Results 1 to 9 of 9

Thread: Get random top n percent by group
Thanks Thanks: 0 Likes Likes: 0

  1. #1
    Board Regular Darren Bartrup's Avatar
    Join Date
    Mar 2006
    Location
    Nottingham (UK)
    Posts
    1,258
    Post Thanks / Like
    Mentioned
    0 Post(s)
    Tagged
    0 Thread(s)

    Default Get random top n percent by group

    Hi all,

    I need to extract a percentage of records for each team member from an original raw data table.

    My raw data doesn't have a natural key, but can add an auto-number if needed.

    All the fields, except date, are text fields in a table called tbl_PrimaryData:
    dDate, sProcess, sPropID, sPropAddress, sSurname and sForename.

    The sSurname & sForename combination are pushed to a separate table called tbl_TeamMember which has these fields: ID, Surname, Forename and SampleSize.
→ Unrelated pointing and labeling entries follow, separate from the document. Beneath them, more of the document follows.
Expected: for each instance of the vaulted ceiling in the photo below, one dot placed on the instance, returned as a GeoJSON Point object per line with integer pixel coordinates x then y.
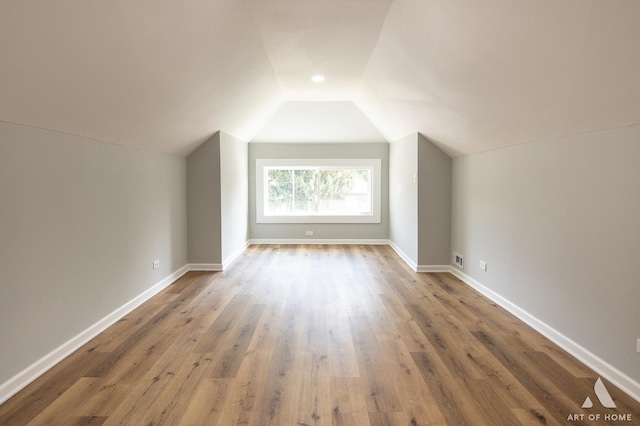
{"type": "Point", "coordinates": [472, 76]}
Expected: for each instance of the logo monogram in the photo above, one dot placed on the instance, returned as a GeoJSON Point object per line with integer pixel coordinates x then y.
{"type": "Point", "coordinates": [602, 394]}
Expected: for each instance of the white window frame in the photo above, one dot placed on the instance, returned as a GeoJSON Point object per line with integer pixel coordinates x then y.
{"type": "Point", "coordinates": [375, 164]}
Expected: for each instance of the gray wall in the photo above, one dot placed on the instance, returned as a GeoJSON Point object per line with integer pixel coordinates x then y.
{"type": "Point", "coordinates": [321, 230]}
{"type": "Point", "coordinates": [81, 223]}
{"type": "Point", "coordinates": [203, 201]}
{"type": "Point", "coordinates": [558, 224]}
{"type": "Point", "coordinates": [234, 194]}
{"type": "Point", "coordinates": [403, 195]}
{"type": "Point", "coordinates": [434, 204]}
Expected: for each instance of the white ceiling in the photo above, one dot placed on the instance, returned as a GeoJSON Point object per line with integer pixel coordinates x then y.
{"type": "Point", "coordinates": [164, 75]}
{"type": "Point", "coordinates": [319, 122]}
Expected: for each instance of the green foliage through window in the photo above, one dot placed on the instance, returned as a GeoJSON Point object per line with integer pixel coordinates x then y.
{"type": "Point", "coordinates": [313, 190]}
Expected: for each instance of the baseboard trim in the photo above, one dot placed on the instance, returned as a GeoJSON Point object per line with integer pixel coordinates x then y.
{"type": "Point", "coordinates": [606, 370]}
{"type": "Point", "coordinates": [44, 364]}
{"type": "Point", "coordinates": [433, 268]}
{"type": "Point", "coordinates": [304, 241]}
{"type": "Point", "coordinates": [209, 267]}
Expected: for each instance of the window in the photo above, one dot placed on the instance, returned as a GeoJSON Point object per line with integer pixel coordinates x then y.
{"type": "Point", "coordinates": [318, 191]}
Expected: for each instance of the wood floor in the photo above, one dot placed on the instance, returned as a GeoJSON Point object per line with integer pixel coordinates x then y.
{"type": "Point", "coordinates": [316, 335]}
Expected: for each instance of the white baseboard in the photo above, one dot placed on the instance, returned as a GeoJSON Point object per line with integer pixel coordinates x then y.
{"type": "Point", "coordinates": [606, 370]}
{"type": "Point", "coordinates": [213, 267]}
{"type": "Point", "coordinates": [301, 241]}
{"type": "Point", "coordinates": [38, 368]}
{"type": "Point", "coordinates": [229, 260]}
{"type": "Point", "coordinates": [433, 268]}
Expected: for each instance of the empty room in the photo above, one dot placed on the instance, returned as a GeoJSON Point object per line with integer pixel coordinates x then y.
{"type": "Point", "coordinates": [345, 212]}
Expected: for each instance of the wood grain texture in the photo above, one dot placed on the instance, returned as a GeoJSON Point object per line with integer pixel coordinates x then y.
{"type": "Point", "coordinates": [315, 335]}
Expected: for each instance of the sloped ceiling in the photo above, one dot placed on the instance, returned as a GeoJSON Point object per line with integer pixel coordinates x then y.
{"type": "Point", "coordinates": [164, 75]}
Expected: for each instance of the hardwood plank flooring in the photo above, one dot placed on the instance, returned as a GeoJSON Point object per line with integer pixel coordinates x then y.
{"type": "Point", "coordinates": [316, 335]}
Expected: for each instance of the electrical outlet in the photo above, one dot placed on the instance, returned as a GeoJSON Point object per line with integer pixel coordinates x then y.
{"type": "Point", "coordinates": [458, 260]}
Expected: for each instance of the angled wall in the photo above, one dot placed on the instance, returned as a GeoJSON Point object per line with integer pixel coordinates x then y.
{"type": "Point", "coordinates": [234, 196]}
{"type": "Point", "coordinates": [420, 203]}
{"type": "Point", "coordinates": [434, 205]}
{"type": "Point", "coordinates": [81, 223]}
{"type": "Point", "coordinates": [557, 223]}
{"type": "Point", "coordinates": [403, 198]}
{"type": "Point", "coordinates": [204, 204]}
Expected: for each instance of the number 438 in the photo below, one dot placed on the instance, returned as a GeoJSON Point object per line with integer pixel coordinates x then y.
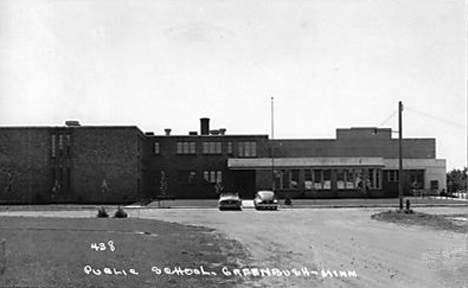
{"type": "Point", "coordinates": [103, 246]}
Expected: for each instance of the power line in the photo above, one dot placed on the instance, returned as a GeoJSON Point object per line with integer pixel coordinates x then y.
{"type": "Point", "coordinates": [448, 122]}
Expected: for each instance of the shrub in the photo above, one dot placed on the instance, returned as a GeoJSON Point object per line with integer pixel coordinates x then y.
{"type": "Point", "coordinates": [102, 213]}
{"type": "Point", "coordinates": [120, 213]}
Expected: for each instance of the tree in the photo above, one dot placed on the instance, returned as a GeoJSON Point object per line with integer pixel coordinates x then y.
{"type": "Point", "coordinates": [163, 186]}
{"type": "Point", "coordinates": [456, 180]}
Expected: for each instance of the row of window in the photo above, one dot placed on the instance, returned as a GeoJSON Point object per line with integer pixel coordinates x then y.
{"type": "Point", "coordinates": [321, 179]}
{"type": "Point", "coordinates": [190, 176]}
{"type": "Point", "coordinates": [244, 149]}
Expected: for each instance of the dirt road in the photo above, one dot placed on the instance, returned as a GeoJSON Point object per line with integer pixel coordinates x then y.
{"type": "Point", "coordinates": [381, 254]}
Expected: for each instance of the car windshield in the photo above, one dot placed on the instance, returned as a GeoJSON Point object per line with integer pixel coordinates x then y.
{"type": "Point", "coordinates": [266, 194]}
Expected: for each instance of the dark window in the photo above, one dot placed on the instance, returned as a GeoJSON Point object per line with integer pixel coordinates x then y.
{"type": "Point", "coordinates": [247, 149]}
{"type": "Point", "coordinates": [156, 148]}
{"type": "Point", "coordinates": [211, 147]}
{"type": "Point", "coordinates": [186, 148]}
{"type": "Point", "coordinates": [186, 176]}
{"type": "Point", "coordinates": [308, 183]}
{"type": "Point", "coordinates": [53, 146]}
{"type": "Point", "coordinates": [213, 176]}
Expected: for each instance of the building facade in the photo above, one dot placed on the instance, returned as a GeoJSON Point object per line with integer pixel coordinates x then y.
{"type": "Point", "coordinates": [121, 164]}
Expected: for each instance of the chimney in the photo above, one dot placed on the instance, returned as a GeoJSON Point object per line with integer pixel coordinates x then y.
{"type": "Point", "coordinates": [205, 126]}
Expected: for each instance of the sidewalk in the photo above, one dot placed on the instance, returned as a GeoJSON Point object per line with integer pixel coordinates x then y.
{"type": "Point", "coordinates": [318, 203]}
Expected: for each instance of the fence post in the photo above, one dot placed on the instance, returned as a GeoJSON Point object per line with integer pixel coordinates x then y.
{"type": "Point", "coordinates": [2, 256]}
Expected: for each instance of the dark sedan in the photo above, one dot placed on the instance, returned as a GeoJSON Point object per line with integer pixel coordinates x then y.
{"type": "Point", "coordinates": [230, 201]}
{"type": "Point", "coordinates": [266, 200]}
SampleSize is a double formatted as a percent and is manually entered - usually set at 5%.
    The SQL for this is:
    Code:
    INSERT INTO tbl_TeamMember ( Surname, Forename )
    SELECT DISTINCT sSurname, sForename
    FROM tbl_PrimaryData
    WHERE sSurname & sForename NOT IN (SELECT sSurname & sForename FROM tbl_TeamMember);
    So now I want to extract the SampleSize of records from tbl_PrimaryData for each team member and place the results in a table called tbl_Audits.
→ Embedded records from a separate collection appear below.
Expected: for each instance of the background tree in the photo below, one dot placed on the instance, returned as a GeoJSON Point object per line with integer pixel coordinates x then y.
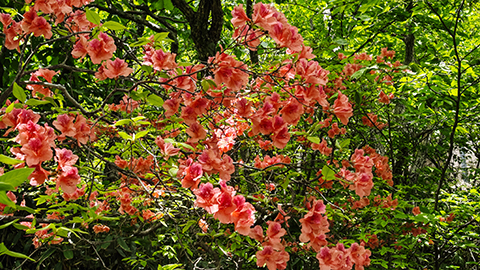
{"type": "Point", "coordinates": [128, 164]}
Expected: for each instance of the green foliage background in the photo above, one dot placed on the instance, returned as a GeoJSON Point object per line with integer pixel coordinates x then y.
{"type": "Point", "coordinates": [432, 139]}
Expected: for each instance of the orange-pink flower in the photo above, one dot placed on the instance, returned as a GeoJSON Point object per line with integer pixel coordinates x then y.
{"type": "Point", "coordinates": [243, 216]}
{"type": "Point", "coordinates": [416, 211]}
{"type": "Point", "coordinates": [117, 68]}
{"type": "Point", "coordinates": [196, 132]}
{"type": "Point", "coordinates": [102, 48]}
{"type": "Point", "coordinates": [80, 48]}
{"type": "Point", "coordinates": [68, 179]}
{"type": "Point", "coordinates": [274, 259]}
{"type": "Point", "coordinates": [342, 108]}
{"type": "Point", "coordinates": [239, 16]}
{"type": "Point", "coordinates": [229, 71]}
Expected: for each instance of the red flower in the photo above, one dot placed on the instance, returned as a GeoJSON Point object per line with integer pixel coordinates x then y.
{"type": "Point", "coordinates": [342, 108]}
{"type": "Point", "coordinates": [101, 49]}
{"type": "Point", "coordinates": [68, 179]}
{"type": "Point", "coordinates": [117, 68]}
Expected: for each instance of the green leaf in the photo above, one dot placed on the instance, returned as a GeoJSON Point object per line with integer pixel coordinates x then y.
{"type": "Point", "coordinates": [185, 64]}
{"type": "Point", "coordinates": [19, 93]}
{"type": "Point", "coordinates": [5, 200]}
{"type": "Point", "coordinates": [112, 25]}
{"type": "Point", "coordinates": [140, 42]}
{"type": "Point", "coordinates": [8, 224]}
{"type": "Point", "coordinates": [358, 74]}
{"type": "Point", "coordinates": [141, 134]}
{"type": "Point", "coordinates": [6, 186]}
{"type": "Point", "coordinates": [188, 225]}
{"type": "Point", "coordinates": [341, 41]}
{"type": "Point", "coordinates": [314, 139]}
{"type": "Point", "coordinates": [187, 146]}
{"type": "Point", "coordinates": [36, 102]}
{"type": "Point", "coordinates": [328, 174]}
{"type": "Point", "coordinates": [122, 244]}
{"type": "Point", "coordinates": [125, 135]}
{"type": "Point", "coordinates": [92, 16]}
{"type": "Point", "coordinates": [169, 266]}
{"type": "Point", "coordinates": [159, 37]}
{"type": "Point", "coordinates": [16, 177]}
{"type": "Point", "coordinates": [344, 143]}
{"type": "Point", "coordinates": [167, 4]}
{"type": "Point", "coordinates": [8, 160]}
{"type": "Point", "coordinates": [10, 107]}
{"type": "Point", "coordinates": [4, 251]}
{"type": "Point", "coordinates": [155, 100]}
{"type": "Point", "coordinates": [122, 122]}
{"type": "Point", "coordinates": [68, 254]}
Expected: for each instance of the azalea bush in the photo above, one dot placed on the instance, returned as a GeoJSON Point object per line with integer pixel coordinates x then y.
{"type": "Point", "coordinates": [120, 154]}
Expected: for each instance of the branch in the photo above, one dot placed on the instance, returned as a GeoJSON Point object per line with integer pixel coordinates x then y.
{"type": "Point", "coordinates": [64, 91]}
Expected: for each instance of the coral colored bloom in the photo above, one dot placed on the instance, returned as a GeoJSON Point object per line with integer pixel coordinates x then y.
{"type": "Point", "coordinates": [229, 71]}
{"type": "Point", "coordinates": [12, 40]}
{"type": "Point", "coordinates": [342, 108]}
{"type": "Point", "coordinates": [40, 26]}
{"type": "Point", "coordinates": [38, 176]}
{"type": "Point", "coordinates": [117, 68]}
{"type": "Point", "coordinates": [6, 20]}
{"type": "Point", "coordinates": [206, 198]}
{"type": "Point", "coordinates": [101, 49]}
{"type": "Point", "coordinates": [193, 173]}
{"type": "Point", "coordinates": [239, 16]}
{"type": "Point", "coordinates": [243, 217]}
{"type": "Point", "coordinates": [68, 179]}
{"type": "Point", "coordinates": [274, 259]}
{"type": "Point", "coordinates": [196, 132]}
{"type": "Point", "coordinates": [225, 203]}
{"type": "Point", "coordinates": [80, 48]}
{"type": "Point", "coordinates": [65, 158]}
{"type": "Point", "coordinates": [416, 211]}
{"type": "Point", "coordinates": [292, 111]}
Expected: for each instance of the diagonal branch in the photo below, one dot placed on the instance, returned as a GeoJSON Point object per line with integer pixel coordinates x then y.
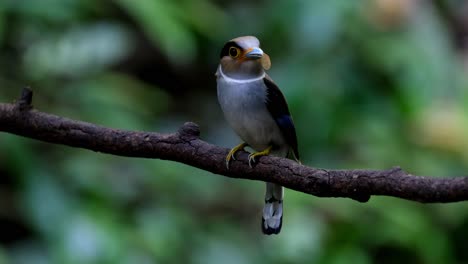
{"type": "Point", "coordinates": [186, 147]}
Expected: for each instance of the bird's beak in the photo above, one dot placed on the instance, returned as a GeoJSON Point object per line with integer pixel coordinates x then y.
{"type": "Point", "coordinates": [254, 53]}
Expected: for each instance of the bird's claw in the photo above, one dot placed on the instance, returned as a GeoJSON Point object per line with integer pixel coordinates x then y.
{"type": "Point", "coordinates": [232, 152]}
{"type": "Point", "coordinates": [252, 156]}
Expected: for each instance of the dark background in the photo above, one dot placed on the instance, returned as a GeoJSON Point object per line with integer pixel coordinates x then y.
{"type": "Point", "coordinates": [371, 84]}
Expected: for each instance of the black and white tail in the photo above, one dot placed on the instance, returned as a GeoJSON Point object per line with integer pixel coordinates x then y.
{"type": "Point", "coordinates": [272, 218]}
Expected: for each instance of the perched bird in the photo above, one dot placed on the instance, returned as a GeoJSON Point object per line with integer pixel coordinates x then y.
{"type": "Point", "coordinates": [257, 111]}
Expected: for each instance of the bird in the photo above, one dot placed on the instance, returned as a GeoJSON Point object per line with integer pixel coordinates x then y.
{"type": "Point", "coordinates": [257, 111]}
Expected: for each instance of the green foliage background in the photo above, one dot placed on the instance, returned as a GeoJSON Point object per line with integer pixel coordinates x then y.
{"type": "Point", "coordinates": [370, 83]}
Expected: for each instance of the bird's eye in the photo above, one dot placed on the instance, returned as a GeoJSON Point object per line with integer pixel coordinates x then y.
{"type": "Point", "coordinates": [234, 52]}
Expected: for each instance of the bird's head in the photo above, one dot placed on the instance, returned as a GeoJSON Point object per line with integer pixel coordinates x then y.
{"type": "Point", "coordinates": [242, 58]}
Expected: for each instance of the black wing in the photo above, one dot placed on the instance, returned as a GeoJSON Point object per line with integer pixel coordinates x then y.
{"type": "Point", "coordinates": [278, 108]}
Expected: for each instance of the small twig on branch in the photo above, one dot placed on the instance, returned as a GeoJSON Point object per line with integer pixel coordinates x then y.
{"type": "Point", "coordinates": [185, 146]}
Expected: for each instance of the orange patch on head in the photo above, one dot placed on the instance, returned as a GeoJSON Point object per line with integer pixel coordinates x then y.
{"type": "Point", "coordinates": [266, 63]}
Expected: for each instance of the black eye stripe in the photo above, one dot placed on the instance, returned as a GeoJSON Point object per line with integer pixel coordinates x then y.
{"type": "Point", "coordinates": [227, 46]}
{"type": "Point", "coordinates": [233, 51]}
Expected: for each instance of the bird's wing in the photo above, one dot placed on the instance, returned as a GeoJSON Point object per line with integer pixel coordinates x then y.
{"type": "Point", "coordinates": [278, 108]}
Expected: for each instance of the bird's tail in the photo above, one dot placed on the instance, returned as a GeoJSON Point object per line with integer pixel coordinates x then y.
{"type": "Point", "coordinates": [272, 218]}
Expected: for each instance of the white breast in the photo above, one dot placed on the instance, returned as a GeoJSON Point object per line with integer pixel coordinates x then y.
{"type": "Point", "coordinates": [243, 104]}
    Both team member names and process text will be pushed out to separate tables to normalise the data.

    If anyone has any thoughts on this please - I'm not having much luck.

    Edit:
    SQL like the below will give me random ordering of the records grouped by team member, but I can't seem to restrict it to the first n percentage.
    Code:
    SELECT      dDate,
                sProcess,
                sPropID,
                sPropAddress,
                sSurname,
                sForename
    FROM        tbl_PrimaryData
    ORDER BY    sSurname, sForename, RND(dDate)
    Last edited by Darren Bartrup; Oct 13th, 2015 at 09:29 AM.
    Using Office 2003 & 2010,

    I'm 1 of the 10 people that don't understand binary. Guess that means the other 1001 do.
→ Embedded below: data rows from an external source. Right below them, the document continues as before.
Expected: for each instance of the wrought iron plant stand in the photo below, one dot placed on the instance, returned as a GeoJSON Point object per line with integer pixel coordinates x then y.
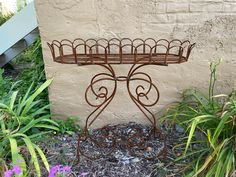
{"type": "Point", "coordinates": [139, 53]}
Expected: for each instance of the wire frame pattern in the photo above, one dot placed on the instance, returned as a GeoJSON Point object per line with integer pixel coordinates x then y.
{"type": "Point", "coordinates": [120, 51]}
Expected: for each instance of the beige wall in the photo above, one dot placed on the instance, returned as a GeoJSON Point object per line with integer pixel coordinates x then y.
{"type": "Point", "coordinates": [209, 23]}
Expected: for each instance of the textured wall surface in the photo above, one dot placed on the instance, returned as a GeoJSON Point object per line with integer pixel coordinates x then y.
{"type": "Point", "coordinates": [209, 23]}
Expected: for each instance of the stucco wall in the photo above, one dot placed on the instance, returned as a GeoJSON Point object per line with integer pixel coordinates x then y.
{"type": "Point", "coordinates": [209, 23]}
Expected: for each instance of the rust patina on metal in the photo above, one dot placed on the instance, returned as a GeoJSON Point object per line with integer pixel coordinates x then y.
{"type": "Point", "coordinates": [105, 53]}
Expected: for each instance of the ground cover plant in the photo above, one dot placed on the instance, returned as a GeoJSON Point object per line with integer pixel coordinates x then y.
{"type": "Point", "coordinates": [210, 121]}
{"type": "Point", "coordinates": [25, 116]}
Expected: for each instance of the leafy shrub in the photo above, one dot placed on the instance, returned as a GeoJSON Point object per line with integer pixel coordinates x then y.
{"type": "Point", "coordinates": [211, 125]}
{"type": "Point", "coordinates": [22, 121]}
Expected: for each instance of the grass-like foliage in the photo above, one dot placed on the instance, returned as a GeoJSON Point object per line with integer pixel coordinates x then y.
{"type": "Point", "coordinates": [22, 121]}
{"type": "Point", "coordinates": [4, 18]}
{"type": "Point", "coordinates": [210, 122]}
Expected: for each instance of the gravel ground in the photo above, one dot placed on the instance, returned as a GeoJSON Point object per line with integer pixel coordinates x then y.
{"type": "Point", "coordinates": [120, 163]}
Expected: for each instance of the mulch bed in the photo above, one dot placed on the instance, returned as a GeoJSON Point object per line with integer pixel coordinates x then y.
{"type": "Point", "coordinates": [120, 163]}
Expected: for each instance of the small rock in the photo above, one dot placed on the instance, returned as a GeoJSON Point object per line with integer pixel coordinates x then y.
{"type": "Point", "coordinates": [179, 129]}
{"type": "Point", "coordinates": [135, 160]}
{"type": "Point", "coordinates": [149, 149]}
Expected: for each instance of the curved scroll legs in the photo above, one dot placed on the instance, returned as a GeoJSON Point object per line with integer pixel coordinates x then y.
{"type": "Point", "coordinates": [143, 92]}
{"type": "Point", "coordinates": [103, 97]}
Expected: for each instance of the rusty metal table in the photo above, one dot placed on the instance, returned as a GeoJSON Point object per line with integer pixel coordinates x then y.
{"type": "Point", "coordinates": [105, 53]}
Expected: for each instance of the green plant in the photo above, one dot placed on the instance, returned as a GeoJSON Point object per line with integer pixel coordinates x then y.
{"type": "Point", "coordinates": [32, 69]}
{"type": "Point", "coordinates": [68, 126]}
{"type": "Point", "coordinates": [4, 18]}
{"type": "Point", "coordinates": [23, 120]}
{"type": "Point", "coordinates": [211, 125]}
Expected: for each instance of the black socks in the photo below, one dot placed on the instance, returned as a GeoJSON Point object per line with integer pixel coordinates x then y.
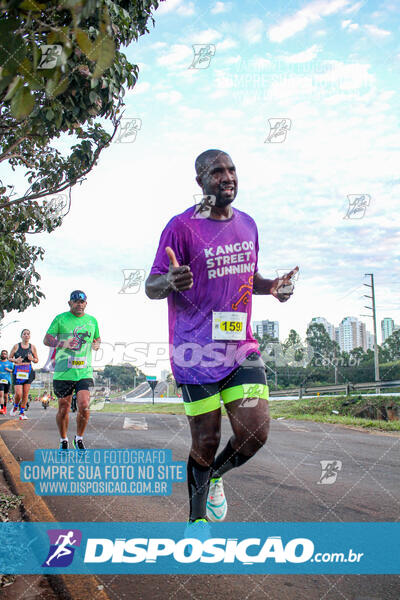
{"type": "Point", "coordinates": [226, 460]}
{"type": "Point", "coordinates": [198, 478]}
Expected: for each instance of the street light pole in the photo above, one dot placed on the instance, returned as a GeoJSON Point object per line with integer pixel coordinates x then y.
{"type": "Point", "coordinates": [373, 308]}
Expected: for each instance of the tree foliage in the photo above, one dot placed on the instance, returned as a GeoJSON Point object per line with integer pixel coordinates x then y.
{"type": "Point", "coordinates": [321, 344]}
{"type": "Point", "coordinates": [61, 70]}
{"type": "Point", "coordinates": [122, 376]}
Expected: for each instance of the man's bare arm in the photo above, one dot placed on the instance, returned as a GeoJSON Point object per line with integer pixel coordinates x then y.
{"type": "Point", "coordinates": [261, 286]}
{"type": "Point", "coordinates": [178, 279]}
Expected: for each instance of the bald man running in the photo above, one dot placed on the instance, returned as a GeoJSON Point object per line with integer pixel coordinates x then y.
{"type": "Point", "coordinates": [206, 265]}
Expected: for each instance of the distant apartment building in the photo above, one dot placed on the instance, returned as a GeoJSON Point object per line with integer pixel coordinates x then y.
{"type": "Point", "coordinates": [387, 328]}
{"type": "Point", "coordinates": [370, 341]}
{"type": "Point", "coordinates": [329, 328]}
{"type": "Point", "coordinates": [262, 328]}
{"type": "Point", "coordinates": [352, 334]}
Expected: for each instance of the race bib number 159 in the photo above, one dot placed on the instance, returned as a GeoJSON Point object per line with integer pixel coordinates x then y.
{"type": "Point", "coordinates": [229, 325]}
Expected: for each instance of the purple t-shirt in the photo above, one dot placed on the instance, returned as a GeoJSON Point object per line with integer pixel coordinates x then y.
{"type": "Point", "coordinates": [209, 325]}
    No answer to your post?
    Get someone to read it - does it make sense or does it sound like gibberish?

  2. #2
    MrExcel MVP
    Moderator
    xenou's Avatar
    Join Date
    Mar 2007
    Location
    Clev. OH, USA
    Posts
    16,469
    Post Thanks / Like
    Mentioned
    11 Post(s)
    Tagged
    1 Thread(s)

    Default Re: Get random top n percent by group

    In general, you can usually use a MOD function to get every k-th record where k is some constant:

    Select A.* FROM
    (
    --your query--
    ) AS A
    WHERE A mod K = 0

    If the ordering within the subquery can be also randomized then much better (like by day of week, or last name, or third letter of backwards last name or anything else that randomizes best. K should be chosen to get the number of records you want in the results (larger K equals fewer records, smaller K equals more records).

    Note:
    So, that was pseudocode. So MOD is probably a function in Access-world, and probably an operator in other worlds. Use the correct syntax as needed. Also this is a generic answer to the problem of randomization. Please clarify as needed!!
    Last edited by xenou; Oct 13th, 2015 at 08:46 PM.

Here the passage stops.